Nations Unies

CED/C/CHE/FCO/1

Convention internationale pour la protection de toutes les personnes contre les disparitions forcées

Distr. générale

27 mai 2022

Original : français

Anglais, espagnol et français seulement

Comité des disparitions forcées

Renseignements reçus de la Suisse au sujet de la suite donnée aux observations finales concernant le rapport soumis en application de l’article 29 (par. 1) de la Convention *

[Date de réception : 3 mai 2022]

I.Renseignements complémentaires concernant le paragraphe 14 des observations finales (CED/C/CHE/CO/1) : Définition de la disparition forcée

1.Déjà lors du processus interne de ratification de la Convention, le gouvernement suisse a effectué une analyse juridique détaillée pour s’assurer que le nouvel article 185bis CP soit pleinement en conformité avec l’art. 2 de la Convention. Sur la base du rapport explicatif établi par le gouvernement, la formulation de l’art. 185bis CP a été approuvée sans modification par le Parlement lors du processus législatif.
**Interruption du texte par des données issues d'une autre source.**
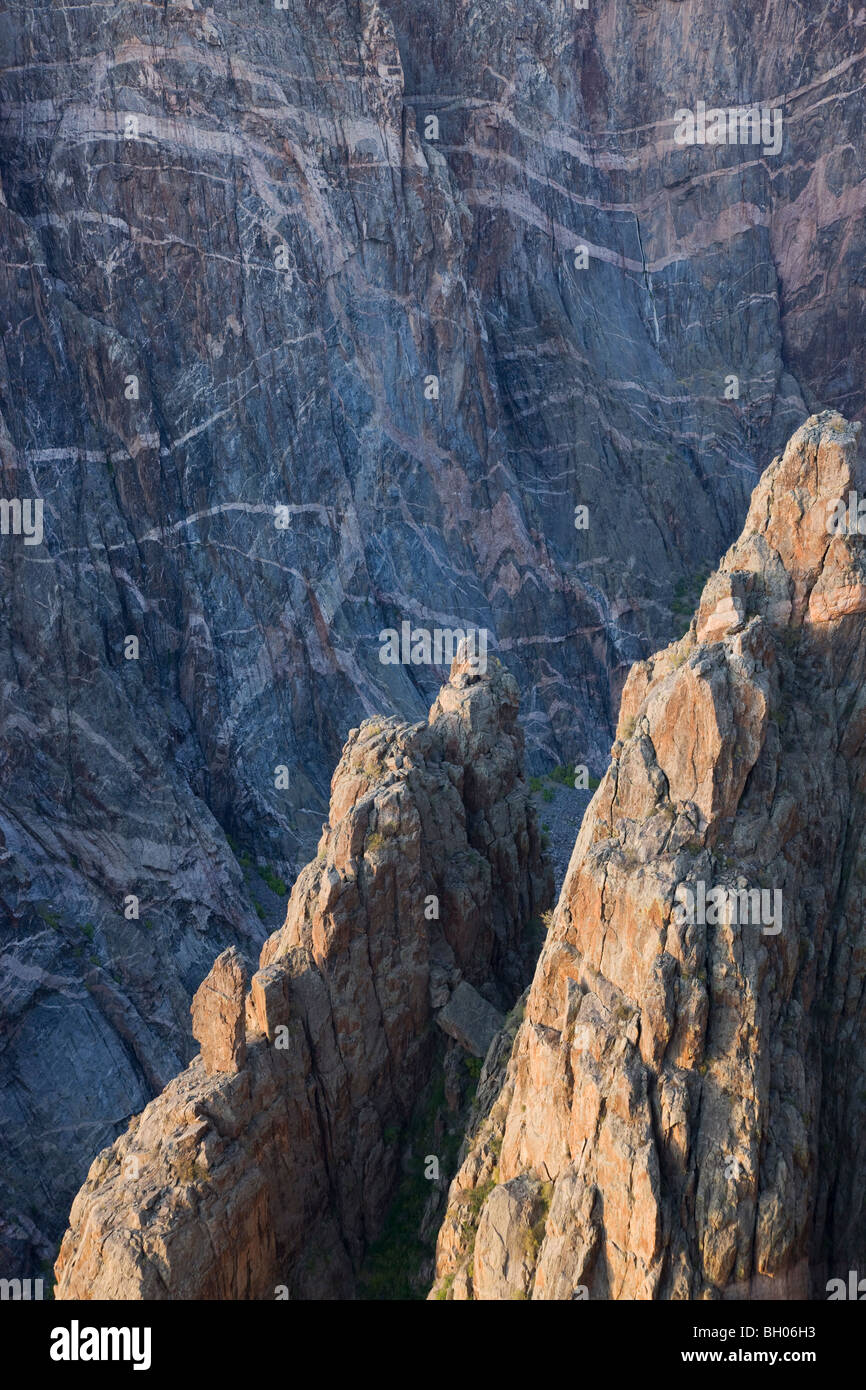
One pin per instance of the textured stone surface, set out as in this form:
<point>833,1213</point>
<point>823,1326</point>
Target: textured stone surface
<point>218,1015</point>
<point>683,1111</point>
<point>470,1019</point>
<point>271,138</point>
<point>277,1169</point>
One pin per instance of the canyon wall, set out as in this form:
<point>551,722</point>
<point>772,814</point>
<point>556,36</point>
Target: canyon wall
<point>237,255</point>
<point>266,1168</point>
<point>684,1108</point>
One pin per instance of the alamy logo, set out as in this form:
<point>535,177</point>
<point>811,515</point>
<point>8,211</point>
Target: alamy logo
<point>421,647</point>
<point>731,906</point>
<point>21,517</point>
<point>730,125</point>
<point>854,1290</point>
<point>77,1343</point>
<point>847,520</point>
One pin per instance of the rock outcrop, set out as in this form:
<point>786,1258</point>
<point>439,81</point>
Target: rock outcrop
<point>684,1108</point>
<point>323,259</point>
<point>268,1164</point>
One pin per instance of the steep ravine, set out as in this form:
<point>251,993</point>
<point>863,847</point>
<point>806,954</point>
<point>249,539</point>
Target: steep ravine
<point>235,257</point>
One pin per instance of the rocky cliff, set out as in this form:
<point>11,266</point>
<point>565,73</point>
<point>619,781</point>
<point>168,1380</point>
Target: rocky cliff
<point>684,1108</point>
<point>266,1168</point>
<point>298,348</point>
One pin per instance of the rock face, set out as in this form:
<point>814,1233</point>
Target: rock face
<point>270,1161</point>
<point>683,1111</point>
<point>217,1014</point>
<point>243,273</point>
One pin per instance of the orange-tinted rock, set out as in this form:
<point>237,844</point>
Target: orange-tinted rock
<point>694,1083</point>
<point>217,1015</point>
<point>277,1169</point>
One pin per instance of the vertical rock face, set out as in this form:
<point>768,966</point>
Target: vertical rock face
<point>235,262</point>
<point>217,1015</point>
<point>270,1161</point>
<point>684,1105</point>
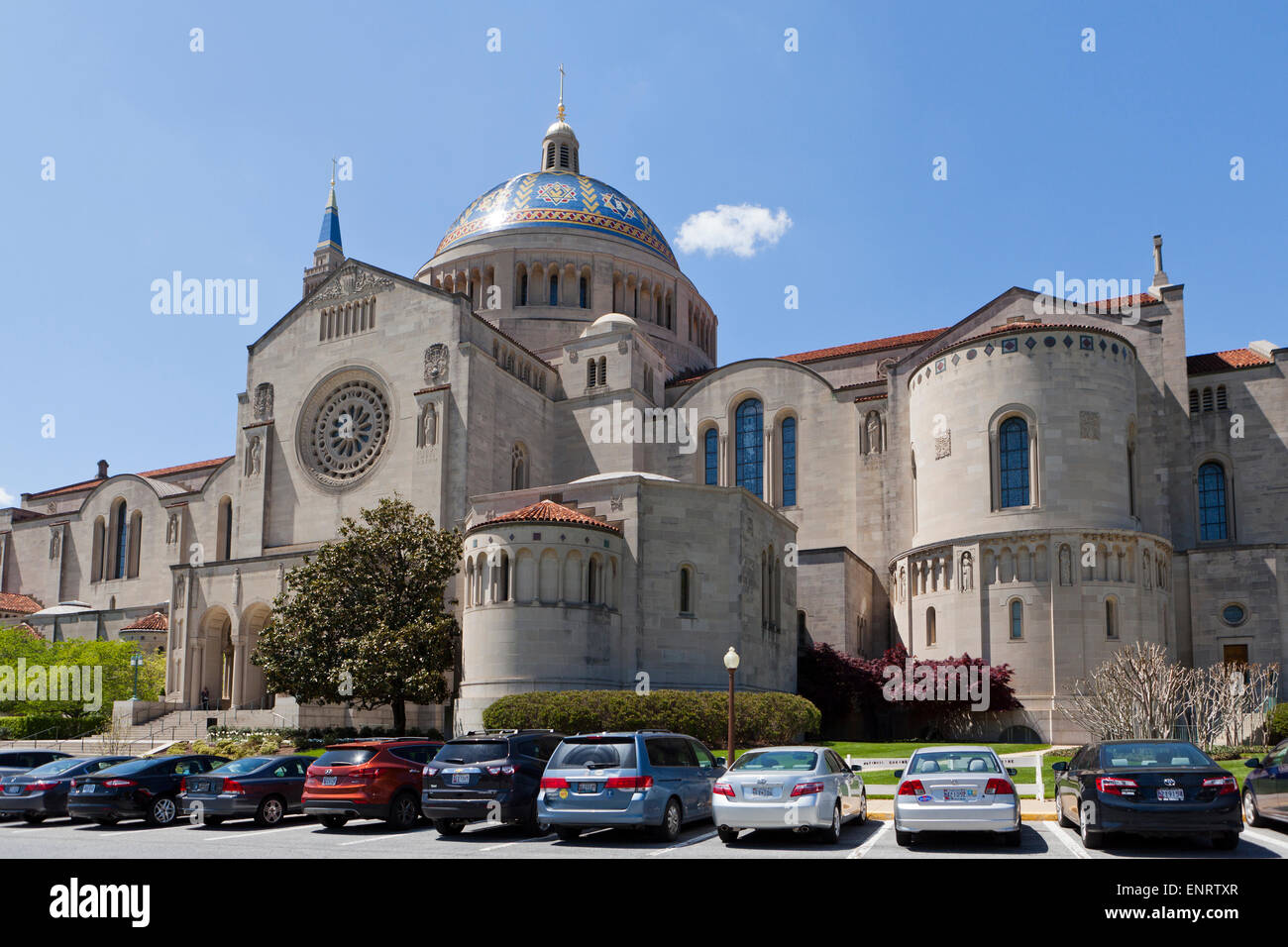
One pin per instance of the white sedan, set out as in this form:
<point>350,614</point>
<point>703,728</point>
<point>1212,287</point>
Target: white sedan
<point>956,789</point>
<point>797,788</point>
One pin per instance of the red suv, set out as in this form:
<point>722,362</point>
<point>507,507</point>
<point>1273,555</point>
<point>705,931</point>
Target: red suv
<point>369,779</point>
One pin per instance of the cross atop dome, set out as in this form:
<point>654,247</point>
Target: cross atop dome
<point>559,149</point>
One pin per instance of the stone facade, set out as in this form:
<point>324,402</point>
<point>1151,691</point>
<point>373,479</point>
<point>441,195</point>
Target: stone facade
<point>1026,487</point>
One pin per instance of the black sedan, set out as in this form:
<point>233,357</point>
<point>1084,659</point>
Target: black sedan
<point>1265,789</point>
<point>261,788</point>
<point>42,792</point>
<point>146,789</point>
<point>1147,788</point>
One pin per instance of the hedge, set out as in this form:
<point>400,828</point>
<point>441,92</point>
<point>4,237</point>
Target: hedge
<point>52,725</point>
<point>760,719</point>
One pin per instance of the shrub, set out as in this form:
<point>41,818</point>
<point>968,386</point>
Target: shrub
<point>760,719</point>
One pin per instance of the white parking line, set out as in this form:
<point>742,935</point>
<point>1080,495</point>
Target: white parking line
<point>1266,838</point>
<point>867,845</point>
<point>683,844</point>
<point>1052,828</point>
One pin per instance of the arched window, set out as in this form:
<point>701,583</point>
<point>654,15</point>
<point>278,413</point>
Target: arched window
<point>1013,451</point>
<point>787,444</point>
<point>711,457</point>
<point>686,590</point>
<point>1214,521</point>
<point>750,437</point>
<point>123,539</point>
<point>519,468</point>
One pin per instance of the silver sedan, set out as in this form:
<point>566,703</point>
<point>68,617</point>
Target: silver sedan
<point>962,789</point>
<point>791,788</point>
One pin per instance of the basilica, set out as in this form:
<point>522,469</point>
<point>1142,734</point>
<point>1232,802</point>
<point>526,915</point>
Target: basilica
<point>1033,488</point>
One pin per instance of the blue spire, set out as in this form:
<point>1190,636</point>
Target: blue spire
<point>330,235</point>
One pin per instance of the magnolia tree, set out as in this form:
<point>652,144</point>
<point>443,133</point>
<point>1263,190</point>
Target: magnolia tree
<point>368,618</point>
<point>1141,693</point>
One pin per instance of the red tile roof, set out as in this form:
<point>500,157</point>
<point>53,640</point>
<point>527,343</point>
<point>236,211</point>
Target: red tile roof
<point>153,622</point>
<point>548,512</point>
<point>1224,361</point>
<point>162,472</point>
<point>892,342</point>
<point>24,604</point>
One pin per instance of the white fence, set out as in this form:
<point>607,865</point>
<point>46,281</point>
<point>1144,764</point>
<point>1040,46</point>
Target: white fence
<point>1014,761</point>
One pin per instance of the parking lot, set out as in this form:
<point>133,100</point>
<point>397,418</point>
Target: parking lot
<point>301,838</point>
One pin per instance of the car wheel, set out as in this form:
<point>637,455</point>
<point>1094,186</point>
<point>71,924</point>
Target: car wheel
<point>1225,841</point>
<point>402,812</point>
<point>832,834</point>
<point>1250,813</point>
<point>450,826</point>
<point>270,812</point>
<point>1091,838</point>
<point>162,810</point>
<point>671,822</point>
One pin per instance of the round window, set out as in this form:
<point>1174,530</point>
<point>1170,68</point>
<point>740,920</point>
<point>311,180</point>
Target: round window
<point>343,432</point>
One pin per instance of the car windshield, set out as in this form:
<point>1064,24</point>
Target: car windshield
<point>593,753</point>
<point>346,758</point>
<point>1179,754</point>
<point>246,764</point>
<point>953,762</point>
<point>55,768</point>
<point>473,751</point>
<point>802,761</point>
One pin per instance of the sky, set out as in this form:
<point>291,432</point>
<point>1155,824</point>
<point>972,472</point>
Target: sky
<point>789,145</point>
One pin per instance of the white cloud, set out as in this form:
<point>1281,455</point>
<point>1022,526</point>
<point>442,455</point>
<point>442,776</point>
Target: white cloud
<point>741,230</point>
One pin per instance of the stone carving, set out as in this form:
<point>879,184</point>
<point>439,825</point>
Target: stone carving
<point>353,281</point>
<point>263,402</point>
<point>428,434</point>
<point>436,365</point>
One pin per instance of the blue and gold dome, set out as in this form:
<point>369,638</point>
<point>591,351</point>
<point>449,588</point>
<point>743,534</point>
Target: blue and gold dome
<point>557,198</point>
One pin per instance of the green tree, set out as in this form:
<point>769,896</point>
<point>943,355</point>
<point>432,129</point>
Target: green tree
<point>368,617</point>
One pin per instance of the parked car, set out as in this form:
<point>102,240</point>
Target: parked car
<point>645,779</point>
<point>799,788</point>
<point>42,792</point>
<point>1147,788</point>
<point>488,775</point>
<point>14,762</point>
<point>261,788</point>
<point>956,789</point>
<point>146,789</point>
<point>369,779</point>
<point>1265,789</point>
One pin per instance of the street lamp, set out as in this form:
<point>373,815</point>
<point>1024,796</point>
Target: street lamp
<point>732,664</point>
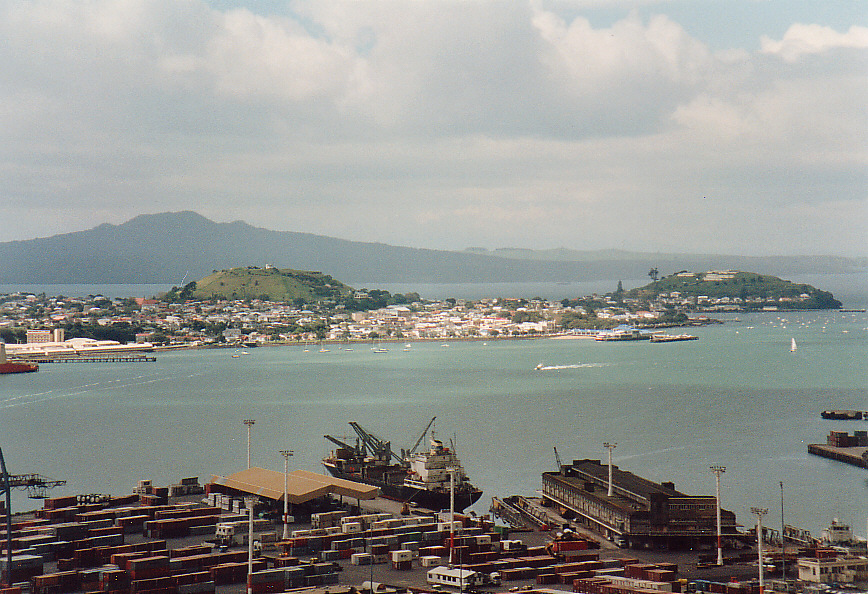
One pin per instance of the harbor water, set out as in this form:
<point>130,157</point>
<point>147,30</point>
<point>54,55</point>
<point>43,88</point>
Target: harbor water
<point>737,397</point>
2.Cela étant, les autorités suisses suivent attentivement les éventuels développements dans la pratique et la jurisprudence qui révèleraient des ambiguïtés ou des lacunes dans la définition de la disparition forcée. En l’absence de jurisprudence et de signaux dans ce sens provenant de la pratique, les autorités suisses considèrent qu’il n’est pas opportun de réviser l’art. 185bis CP.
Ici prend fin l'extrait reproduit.